We answer this as usual by looking at the hard facts for deals done in the first quarter of 2010. These are recorded in the charts here (see pdf attachment), using data compiled by Experian Corpfin, and divided into transactions with values above and below £40m. In each case, they only include deals completed in the period where the amount paid has been publicly disclosed and the buyer or seller operates in the UK.

In the first quarter, there were just four smaller deals (value below £40m) recorded. This is hovering around the lowest volume seen across all quarters over 10 years, though perhaps some comfort can be drawn from Q3 and Q4 of 2009, which registered just one and three deals, respectively. So at least the current quarter is an improvement on that.

Aggregate deal values in the quarter came to £55m, again at around the 10-year low level, with few previous quarters having recorded much less.

Larger transactions have similarly got off to an unconvincing start. Just two larger deals were recorded, for a total of £330m. They include the long-awaited buy-out of Esure, but there is no hint yet of a return to anything remotely approaching the strong mergers and acquisitions markets of the boom years.

If one is looking for signs of encouragement, perhaps they come from the wider market as recorded by the private equity journal Unquote, which monitors sales of businesses via management buy-outs across all sectors.

After a severe drought in 2009, there was a marked upturn for buy-out deals with an enterprise value greater than €150m (£133m). Activity returned to ‘normal’ levels as seen over the preceding 10 years, with nine larger buy-outs in the first quarter of 2010 at a total value of €3.7bn. This was not only a reasonable performance compared with earlier years’ first quarters but is already nudging the comparative figures for the whole of 2009.

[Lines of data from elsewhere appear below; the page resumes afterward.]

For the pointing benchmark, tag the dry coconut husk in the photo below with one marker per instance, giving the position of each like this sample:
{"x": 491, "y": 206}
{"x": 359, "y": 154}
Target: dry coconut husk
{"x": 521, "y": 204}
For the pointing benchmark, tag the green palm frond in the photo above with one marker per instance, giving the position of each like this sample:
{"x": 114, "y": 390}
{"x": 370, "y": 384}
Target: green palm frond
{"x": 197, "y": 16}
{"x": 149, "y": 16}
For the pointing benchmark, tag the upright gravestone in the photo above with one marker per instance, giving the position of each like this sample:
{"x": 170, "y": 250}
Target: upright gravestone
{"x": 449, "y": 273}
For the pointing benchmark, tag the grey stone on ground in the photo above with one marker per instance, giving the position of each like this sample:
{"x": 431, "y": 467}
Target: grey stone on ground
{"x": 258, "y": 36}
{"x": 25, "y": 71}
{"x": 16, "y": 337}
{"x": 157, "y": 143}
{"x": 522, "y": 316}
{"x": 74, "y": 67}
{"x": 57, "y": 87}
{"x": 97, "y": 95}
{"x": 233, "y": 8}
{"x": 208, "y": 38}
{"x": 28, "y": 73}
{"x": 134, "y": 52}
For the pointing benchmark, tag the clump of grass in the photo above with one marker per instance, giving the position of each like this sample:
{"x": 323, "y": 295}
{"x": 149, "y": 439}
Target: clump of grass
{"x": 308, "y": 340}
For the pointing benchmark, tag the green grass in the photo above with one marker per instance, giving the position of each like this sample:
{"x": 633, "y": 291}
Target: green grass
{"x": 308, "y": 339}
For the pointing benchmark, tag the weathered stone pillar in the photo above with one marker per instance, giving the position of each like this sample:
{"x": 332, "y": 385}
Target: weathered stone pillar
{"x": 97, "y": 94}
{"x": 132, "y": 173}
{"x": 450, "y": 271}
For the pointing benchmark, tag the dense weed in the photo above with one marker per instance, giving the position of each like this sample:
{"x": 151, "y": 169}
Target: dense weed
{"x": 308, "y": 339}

Last quarter, we reported on one private equity funder who commented that his larger buy-out team “had not done a deal for 18 months” and was “really hungry to get a transaction over the finishing line”. It appears he, and many of his peers, have reacted to that experience by pushing hard to restart the larger-deal machine.

Unquote also carries out a survey of future expectations and, while smaller buy-out activity has not yet picked up, there is considerable optimism: two-thirds of those surveyed think smaller deals are on the up. At the same time, banks appear to be getting back into the habit of lending, with 80% of buy-outs being reported as funded with bank debt as well as equity finance.

So the picture is one of an insurance sector in which deal-making activity, while not increasing, has at least stabilised, against a backdrop of deals being kick-started in the wider economy. That appears to give encouragement for the coming months that there will be a pick-up in insurance to match that in other sectors.

But, of course, the second quarter of 2010 has its own peculiar uncertainty caused by the forthcoming general election. The market should not be surprised if this causes a hiccough, with deal-makers hesitating as they wait for the result.

So we must not be worried if the second quarter of 2010 is flat, but look beyond that, with hope, to a more active second half of the year IT

Simon Poole is a partner at Corbett Keeling, which advises on funding buy-outs and selling insurance businesses.